A few years ago I was on the Board of Directors that was selecting a new CEO of the organization. The final cut of 20 people were to be cut by us to 10 and we were to rank the final five. The person heading this handed out all of the last resumes and we thus began ranking them. We each took our own course of action to determine the five that were to be interviewed by the Board.
The method we were to rank was based on a numeric score of of each, but no suggestions as to WHAT we were to rank them on, only the numeric for each in certain areas, i.e. ability, skill, etc. not more definitive than that.
When we finally met with our scores and rankings the person that was in charge of the selection took our scores and placed them on the table for all to see. Low and behold, his had the lowest rankings of about 15 points for each (slight variation between the rankings), the next person had 23 or so for her rankings (again, grouped around that number), I had the most liberal of 40 points for the grouping.
How could you be so easy on these resumes, this is an important position for our organization!!! How could you?!! Explain yourself?
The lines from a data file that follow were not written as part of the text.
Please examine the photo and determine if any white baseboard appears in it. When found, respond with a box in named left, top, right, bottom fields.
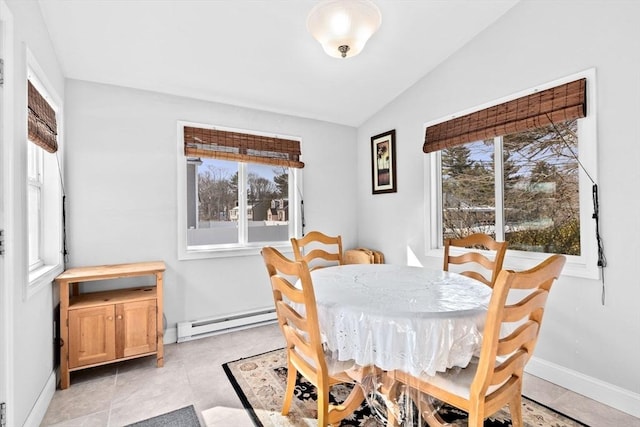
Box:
left=24, top=371, right=56, bottom=427
left=526, top=356, right=640, bottom=418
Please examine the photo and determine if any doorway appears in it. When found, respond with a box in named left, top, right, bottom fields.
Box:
left=0, top=0, right=14, bottom=423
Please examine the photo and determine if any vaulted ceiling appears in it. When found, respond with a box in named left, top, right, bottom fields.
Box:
left=38, top=0, right=519, bottom=127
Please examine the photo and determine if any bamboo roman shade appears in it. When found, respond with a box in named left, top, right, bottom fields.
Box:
left=423, top=78, right=587, bottom=153
left=184, top=126, right=304, bottom=168
left=28, top=81, right=58, bottom=153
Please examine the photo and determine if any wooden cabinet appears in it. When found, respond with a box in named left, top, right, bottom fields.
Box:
left=67, top=288, right=157, bottom=369
left=55, top=261, right=165, bottom=389
left=68, top=304, right=116, bottom=368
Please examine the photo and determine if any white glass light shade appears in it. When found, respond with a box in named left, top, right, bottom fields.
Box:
left=307, top=0, right=382, bottom=59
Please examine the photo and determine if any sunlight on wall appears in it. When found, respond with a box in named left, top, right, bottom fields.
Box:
left=406, top=246, right=423, bottom=267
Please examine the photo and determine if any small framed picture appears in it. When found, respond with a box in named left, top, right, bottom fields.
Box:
left=371, top=130, right=397, bottom=194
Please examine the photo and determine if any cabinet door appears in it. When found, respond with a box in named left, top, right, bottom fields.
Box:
left=68, top=305, right=116, bottom=368
left=116, top=299, right=157, bottom=358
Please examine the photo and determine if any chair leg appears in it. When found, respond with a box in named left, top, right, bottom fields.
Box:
left=509, top=393, right=524, bottom=427
left=282, top=363, right=297, bottom=415
left=468, top=411, right=484, bottom=427
left=317, top=386, right=330, bottom=427
left=327, top=383, right=365, bottom=425
left=467, top=402, right=485, bottom=427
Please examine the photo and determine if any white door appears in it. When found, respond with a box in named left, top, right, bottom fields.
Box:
left=0, top=1, right=14, bottom=422
left=0, top=12, right=6, bottom=422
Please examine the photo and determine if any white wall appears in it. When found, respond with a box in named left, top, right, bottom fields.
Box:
left=357, top=0, right=640, bottom=416
left=3, top=1, right=65, bottom=425
left=9, top=0, right=640, bottom=423
left=64, top=80, right=358, bottom=332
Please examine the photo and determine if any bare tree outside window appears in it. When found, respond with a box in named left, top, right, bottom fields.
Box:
left=441, top=120, right=580, bottom=256
left=189, top=158, right=290, bottom=246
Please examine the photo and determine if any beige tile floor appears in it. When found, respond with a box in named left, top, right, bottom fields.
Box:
left=41, top=323, right=640, bottom=427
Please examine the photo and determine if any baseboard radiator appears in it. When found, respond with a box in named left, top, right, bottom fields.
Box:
left=176, top=307, right=277, bottom=343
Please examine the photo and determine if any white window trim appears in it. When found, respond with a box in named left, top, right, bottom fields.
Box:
left=26, top=50, right=65, bottom=298
left=424, top=69, right=599, bottom=279
left=176, top=120, right=303, bottom=260
left=27, top=142, right=43, bottom=270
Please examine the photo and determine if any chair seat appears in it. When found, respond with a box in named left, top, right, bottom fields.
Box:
left=294, top=346, right=358, bottom=377
left=411, top=358, right=502, bottom=400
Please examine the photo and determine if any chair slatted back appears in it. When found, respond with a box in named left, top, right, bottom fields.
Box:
left=344, top=248, right=385, bottom=265
left=262, top=246, right=369, bottom=426
left=261, top=247, right=327, bottom=376
left=444, top=233, right=508, bottom=287
left=344, top=249, right=374, bottom=264
left=471, top=254, right=566, bottom=399
left=291, top=231, right=343, bottom=271
left=389, top=254, right=565, bottom=426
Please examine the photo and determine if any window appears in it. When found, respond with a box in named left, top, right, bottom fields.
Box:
left=27, top=141, right=43, bottom=269
left=441, top=119, right=580, bottom=255
left=427, top=71, right=599, bottom=278
left=26, top=62, right=65, bottom=297
left=178, top=122, right=303, bottom=259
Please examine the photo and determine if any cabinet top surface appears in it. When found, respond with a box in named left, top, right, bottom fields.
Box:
left=55, top=261, right=166, bottom=282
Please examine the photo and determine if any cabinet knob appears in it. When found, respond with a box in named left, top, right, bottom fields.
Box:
left=117, top=315, right=123, bottom=320
left=107, top=316, right=113, bottom=321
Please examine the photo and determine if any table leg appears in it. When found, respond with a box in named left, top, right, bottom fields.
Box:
left=379, top=375, right=402, bottom=426
left=408, top=389, right=454, bottom=427
left=379, top=372, right=455, bottom=427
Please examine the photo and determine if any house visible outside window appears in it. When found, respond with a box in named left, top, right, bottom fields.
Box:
left=26, top=61, right=65, bottom=297
left=427, top=71, right=599, bottom=278
left=178, top=122, right=303, bottom=259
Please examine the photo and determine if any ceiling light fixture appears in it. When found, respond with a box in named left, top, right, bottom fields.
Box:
left=306, top=0, right=382, bottom=59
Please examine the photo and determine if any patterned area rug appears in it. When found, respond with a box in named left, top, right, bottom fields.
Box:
left=223, top=348, right=588, bottom=427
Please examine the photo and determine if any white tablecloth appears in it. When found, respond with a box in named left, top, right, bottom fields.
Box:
left=310, top=264, right=492, bottom=377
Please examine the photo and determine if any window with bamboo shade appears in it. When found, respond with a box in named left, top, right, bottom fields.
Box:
left=178, top=123, right=303, bottom=258
left=183, top=126, right=304, bottom=169
left=28, top=80, right=58, bottom=153
left=426, top=72, right=600, bottom=280
left=26, top=69, right=65, bottom=298
left=424, top=78, right=586, bottom=154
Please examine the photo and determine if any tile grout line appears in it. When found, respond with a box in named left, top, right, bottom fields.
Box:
left=106, top=366, right=120, bottom=427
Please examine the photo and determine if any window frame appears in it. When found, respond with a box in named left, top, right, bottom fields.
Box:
left=425, top=69, right=599, bottom=279
left=27, top=141, right=43, bottom=270
left=177, top=120, right=303, bottom=260
left=26, top=52, right=65, bottom=298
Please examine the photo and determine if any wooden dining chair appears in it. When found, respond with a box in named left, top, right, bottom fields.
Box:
left=344, top=249, right=374, bottom=264
left=261, top=246, right=364, bottom=426
left=443, top=233, right=508, bottom=287
left=390, top=254, right=566, bottom=427
left=344, top=248, right=385, bottom=265
left=290, top=231, right=344, bottom=271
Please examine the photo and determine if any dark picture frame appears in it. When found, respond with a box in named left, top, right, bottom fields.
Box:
left=371, top=129, right=397, bottom=194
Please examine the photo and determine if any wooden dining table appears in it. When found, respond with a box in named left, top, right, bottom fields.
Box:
left=308, top=263, right=492, bottom=425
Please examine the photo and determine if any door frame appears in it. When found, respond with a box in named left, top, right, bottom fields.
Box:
left=0, top=0, right=15, bottom=424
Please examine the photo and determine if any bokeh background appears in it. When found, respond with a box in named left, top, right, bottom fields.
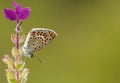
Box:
left=0, top=0, right=120, bottom=83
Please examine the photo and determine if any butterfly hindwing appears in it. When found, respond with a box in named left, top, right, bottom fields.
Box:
left=25, top=28, right=57, bottom=53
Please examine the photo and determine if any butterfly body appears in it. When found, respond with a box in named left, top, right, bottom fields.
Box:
left=22, top=28, right=57, bottom=58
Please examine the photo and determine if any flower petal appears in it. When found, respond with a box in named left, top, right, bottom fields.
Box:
left=13, top=1, right=22, bottom=15
left=4, top=8, right=17, bottom=21
left=18, top=7, right=31, bottom=20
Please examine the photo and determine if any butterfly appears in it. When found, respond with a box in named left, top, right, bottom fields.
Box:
left=22, top=28, right=57, bottom=58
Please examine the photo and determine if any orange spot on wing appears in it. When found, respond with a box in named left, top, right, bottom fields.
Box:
left=37, top=32, right=39, bottom=35
left=31, top=31, right=36, bottom=36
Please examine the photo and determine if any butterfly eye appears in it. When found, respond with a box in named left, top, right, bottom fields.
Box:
left=30, top=53, right=34, bottom=58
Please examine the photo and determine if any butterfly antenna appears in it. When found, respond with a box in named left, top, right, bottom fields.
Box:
left=36, top=56, right=46, bottom=63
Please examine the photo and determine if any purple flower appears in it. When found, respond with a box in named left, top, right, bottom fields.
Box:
left=4, top=1, right=31, bottom=21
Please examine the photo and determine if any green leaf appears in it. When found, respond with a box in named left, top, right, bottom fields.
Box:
left=6, top=69, right=15, bottom=79
left=17, top=64, right=23, bottom=70
left=9, top=79, right=17, bottom=83
left=21, top=68, right=29, bottom=80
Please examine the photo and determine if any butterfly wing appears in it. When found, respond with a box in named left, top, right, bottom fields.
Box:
left=24, top=28, right=57, bottom=54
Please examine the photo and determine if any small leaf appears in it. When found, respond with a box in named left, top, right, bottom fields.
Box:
left=9, top=79, right=17, bottom=83
left=21, top=79, right=27, bottom=83
left=16, top=63, right=24, bottom=70
left=20, top=68, right=29, bottom=81
left=12, top=47, right=19, bottom=57
left=12, top=47, right=23, bottom=58
left=11, top=33, right=16, bottom=43
left=2, top=55, right=15, bottom=70
left=6, top=69, right=15, bottom=79
left=17, top=64, right=22, bottom=69
left=19, top=47, right=23, bottom=55
left=19, top=34, right=25, bottom=43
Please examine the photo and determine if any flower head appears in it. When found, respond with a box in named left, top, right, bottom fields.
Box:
left=3, top=1, right=30, bottom=83
left=4, top=0, right=31, bottom=22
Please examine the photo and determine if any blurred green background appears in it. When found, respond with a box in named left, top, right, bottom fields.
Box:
left=0, top=0, right=120, bottom=83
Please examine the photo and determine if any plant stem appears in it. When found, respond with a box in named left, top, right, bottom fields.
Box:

But I took a look at all of the top five selected by each of us and all five of us had the same people ranked 1-5, except for #3 for one person was a #4 for another, or visa versa!!
We all had the same people in the top five, regardless of the different methodologies!!
So much for methodologies. Sometimes many roads lead to the same conclusion.
If we ranked all of our mistakes versus all of our successes, then all of us are doomed because we all tend to have more mistakes than successes, especially in the beginning of any endeavor.
Rankings can be good, but you can also miss out.
How would you rank Thomas Edison’s thousands of failed experiments on finding the light bulb before he found the answer?